From a business perspective, Indie means this:
* MUCH lower development costs. For the console makers, and Steam, it means that they can get content out there and only pay developers if their content sells. Development costs is pretty much on the backs of the developers. Their costs would be lower, because they don't have casts of thousands they need to pay.
* Much wider range of quality and originality of concepts. You are more likely to get experimental concepts done by Indies, and stuff all over the map. Of course, in this, you will also get a glut of clones of stuff that had worked, but that goes with the territory.

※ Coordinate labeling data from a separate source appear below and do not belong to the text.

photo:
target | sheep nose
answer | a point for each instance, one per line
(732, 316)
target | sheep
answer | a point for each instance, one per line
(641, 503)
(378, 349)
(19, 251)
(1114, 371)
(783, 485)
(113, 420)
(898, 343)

* Lower production value. You are not going to get a wide range of voice actors, Hans Zimmer doing the soundtrack, and what is equivalent to Hollywood Blockbusters.
* Game that feels far more old-school in nature. You will get evolutionary updates to old concepts. BUT, when you work with small dev teams, who are trying to make entertaining games, you are going to run into games that feel old school to some degree.
End result, is you have a flood of mixed quality, and a rare gem that will rise to the top and end up turning the industry on its head. For the console makers and steam, it is like buying huge numbers of lottery tickets, and hoping one takes off and becomes a Minecraft or Angry Birds. Costs to return on investment is what excites them. And the rare gems I speak of are what help the industry from getting stuck in a rut, and dying off from boredom.
If you see my CADERS link below, it started out with casual, retro, and neo-retro. With the flux of Indie, I then realize that neo-retro can fairly easily be replaced by Indie, because of the nature of Indie stuff being like old school.